Midlife is often a time in which we start to question ourselves and the choices we made. Sometimes we are confused and we feel overwhelmed by circumstances. But what we see is only the result of our unique way to experience and interpret things around us. We see the world through our personal -blurred- lenses.
It would be interesting at this stage of life to re-evaluate the Vedic concept of the Veils of Maya. It states that we view life through a series of distorting veils that prevent us from seeing “actual reality”. Basically what we see is projections created by thought consciousness for experience: behind every decision we make are a myriad of unconscious thoughts which we are not even aware of typically. Piercing the veil refers to seeing or perceiving past this illusion to glimpse the transcendent truth. It means waking up.

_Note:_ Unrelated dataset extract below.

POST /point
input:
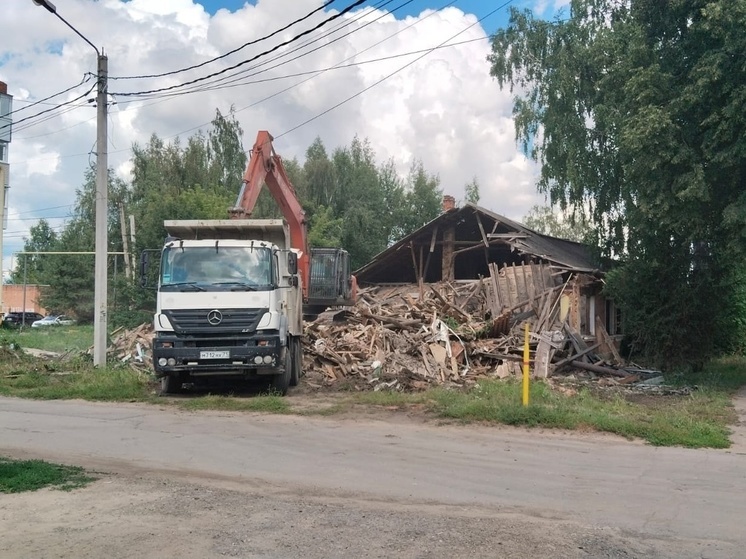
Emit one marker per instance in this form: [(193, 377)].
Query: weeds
[(29, 475)]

Our individual perspectives are unique from one another and yet none of them are accurate of true reality. Since no people have the same background, no two people will look at the same experience in exactly the same way. But how can we get rid of all those layers that prevent us to reach the truth? How can we succeed in seeing things around us the way they really are? Our life is imprinted with different cultural values, limiting our potential. According to the Vedic concept, only by stepping back and analysing the influence of our culture, paying attention to our motives for various actions and learning how to put up with our personal ego we may get rid of these veils. By attempting to have a life of freedom combined with a love for people around us, one may get rid of these illusions and limitations.
Some practices can help awaken awareness such as yoga, meditation, and deep relaxation. According to Masters, when we help the mind chatter stops, the veil of Maya lifts and it is seen that there is no individual separate self; only pure consciousness, whose true nature is joy, happiness, love. Most people have such glimpses every now and then, although as soon as it is recognised, the mind and ego usually jump in to claim the experience and it’s over.
I know, it’s quite a challenge. Normally in midlife, the majority of us are set in our own ways and it can be difficult for us to change. Thus taking time to reflect and realise is a good but also frightening thing! But at least becoming conscious of this and realising the life we live is distorted by our thoughts and perceptions, might help us to ignite a new dawn. And midlife is the right time for searching meaning and purpose.